Pawlenty continued the exchange of political barbs: "She's got a record of mistating and making false statements, and that's another example of that list. She says she's fighting for these things. She's fought for less government spending, we got a lot more. She led the effort against Obamacare, we got Obamacare. She led the effort against TARP, we got TARP. She says she's got a titanium spine. It's not her spine we're worried about, it's her record of results. If that's your view of effective leadership with results, please stop because you're killing us."
Bachmann's claims clearly drew political blood from Pawlenty in a GOP primary where individual healthcare mandates are the stuff of political death. Pawlenty's charges are at least partly unfair, but it's unclear if enough voters will take them seriously.

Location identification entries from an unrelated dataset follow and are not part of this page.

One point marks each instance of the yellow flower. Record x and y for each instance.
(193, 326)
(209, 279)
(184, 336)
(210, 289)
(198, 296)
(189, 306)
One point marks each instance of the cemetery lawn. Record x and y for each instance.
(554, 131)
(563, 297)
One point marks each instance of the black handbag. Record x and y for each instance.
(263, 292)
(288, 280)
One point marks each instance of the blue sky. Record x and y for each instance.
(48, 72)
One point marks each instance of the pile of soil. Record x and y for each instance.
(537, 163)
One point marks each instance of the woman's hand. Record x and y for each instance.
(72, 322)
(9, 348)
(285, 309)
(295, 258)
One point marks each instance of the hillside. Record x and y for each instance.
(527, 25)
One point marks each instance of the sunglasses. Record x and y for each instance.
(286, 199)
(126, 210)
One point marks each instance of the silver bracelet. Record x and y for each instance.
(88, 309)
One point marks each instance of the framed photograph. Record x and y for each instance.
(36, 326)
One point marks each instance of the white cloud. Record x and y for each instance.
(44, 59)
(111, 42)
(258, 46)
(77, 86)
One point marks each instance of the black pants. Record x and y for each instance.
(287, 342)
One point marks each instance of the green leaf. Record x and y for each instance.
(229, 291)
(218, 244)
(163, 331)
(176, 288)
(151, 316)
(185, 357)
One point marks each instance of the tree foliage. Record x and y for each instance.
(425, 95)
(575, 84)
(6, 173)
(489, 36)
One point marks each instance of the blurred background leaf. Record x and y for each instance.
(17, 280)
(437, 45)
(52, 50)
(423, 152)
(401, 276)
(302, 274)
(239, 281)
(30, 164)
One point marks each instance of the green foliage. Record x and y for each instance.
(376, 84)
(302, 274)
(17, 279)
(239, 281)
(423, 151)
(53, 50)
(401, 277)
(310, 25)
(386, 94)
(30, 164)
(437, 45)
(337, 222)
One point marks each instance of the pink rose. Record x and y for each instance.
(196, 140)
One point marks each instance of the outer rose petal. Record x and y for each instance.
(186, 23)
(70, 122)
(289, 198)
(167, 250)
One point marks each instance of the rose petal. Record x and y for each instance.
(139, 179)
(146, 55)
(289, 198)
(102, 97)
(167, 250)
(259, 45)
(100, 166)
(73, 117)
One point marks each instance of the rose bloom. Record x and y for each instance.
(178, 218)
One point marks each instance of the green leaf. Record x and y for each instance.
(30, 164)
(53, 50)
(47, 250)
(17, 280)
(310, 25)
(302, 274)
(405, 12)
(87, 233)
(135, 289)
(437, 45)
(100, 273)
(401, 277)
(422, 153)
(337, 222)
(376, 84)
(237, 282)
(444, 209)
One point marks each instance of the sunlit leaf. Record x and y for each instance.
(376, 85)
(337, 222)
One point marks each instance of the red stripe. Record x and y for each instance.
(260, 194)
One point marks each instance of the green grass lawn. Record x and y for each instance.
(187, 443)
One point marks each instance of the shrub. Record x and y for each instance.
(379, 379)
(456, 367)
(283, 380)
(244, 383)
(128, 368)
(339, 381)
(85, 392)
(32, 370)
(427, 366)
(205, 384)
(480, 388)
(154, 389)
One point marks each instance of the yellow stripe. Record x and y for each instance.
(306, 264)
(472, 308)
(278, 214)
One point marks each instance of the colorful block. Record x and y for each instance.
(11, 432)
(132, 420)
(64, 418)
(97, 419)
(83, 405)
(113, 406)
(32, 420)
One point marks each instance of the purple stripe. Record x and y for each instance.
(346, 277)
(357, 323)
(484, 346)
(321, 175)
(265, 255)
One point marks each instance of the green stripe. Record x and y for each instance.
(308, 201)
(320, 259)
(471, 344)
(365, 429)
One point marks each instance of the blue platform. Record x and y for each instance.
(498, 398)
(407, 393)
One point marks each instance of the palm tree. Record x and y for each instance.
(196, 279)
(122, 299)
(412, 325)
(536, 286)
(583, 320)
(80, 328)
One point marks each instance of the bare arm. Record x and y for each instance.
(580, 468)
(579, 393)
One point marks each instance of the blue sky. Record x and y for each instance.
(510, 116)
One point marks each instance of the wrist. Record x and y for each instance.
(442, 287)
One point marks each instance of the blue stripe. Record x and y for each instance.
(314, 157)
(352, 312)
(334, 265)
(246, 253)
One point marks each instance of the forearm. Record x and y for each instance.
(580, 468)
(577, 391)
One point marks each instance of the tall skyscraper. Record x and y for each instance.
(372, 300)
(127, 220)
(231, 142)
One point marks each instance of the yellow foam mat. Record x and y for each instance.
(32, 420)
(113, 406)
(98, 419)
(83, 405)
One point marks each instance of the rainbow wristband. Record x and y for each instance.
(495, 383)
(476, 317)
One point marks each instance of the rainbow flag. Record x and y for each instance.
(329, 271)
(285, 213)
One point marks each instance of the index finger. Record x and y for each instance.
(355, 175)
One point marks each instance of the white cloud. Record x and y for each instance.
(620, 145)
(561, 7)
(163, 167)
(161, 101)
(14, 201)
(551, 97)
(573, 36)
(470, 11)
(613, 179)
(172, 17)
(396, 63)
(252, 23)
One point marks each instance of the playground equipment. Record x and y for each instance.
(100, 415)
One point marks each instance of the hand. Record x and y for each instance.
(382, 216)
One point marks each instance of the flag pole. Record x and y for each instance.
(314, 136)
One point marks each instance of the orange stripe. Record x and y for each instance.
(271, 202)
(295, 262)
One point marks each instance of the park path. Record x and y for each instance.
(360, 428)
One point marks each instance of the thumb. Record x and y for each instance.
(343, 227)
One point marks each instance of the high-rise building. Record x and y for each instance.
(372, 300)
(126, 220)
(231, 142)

Bachmann is, after all, only one vote of 435 in the House of Representatives, which is one half of one of the three branches of the government.
Pawlenty has staked his entire campaign on Iowa, a neighboring state to Minnesota, spending nearly all of his $4 million campaign warchest in the state where the first-in-the-nation caucus will take place. Many political observers have speculated that Pawlenty may be forced to withdraw from the race (or at least downsize his campaign in a major way) if he fares poorly in the Ames straw poll August 13.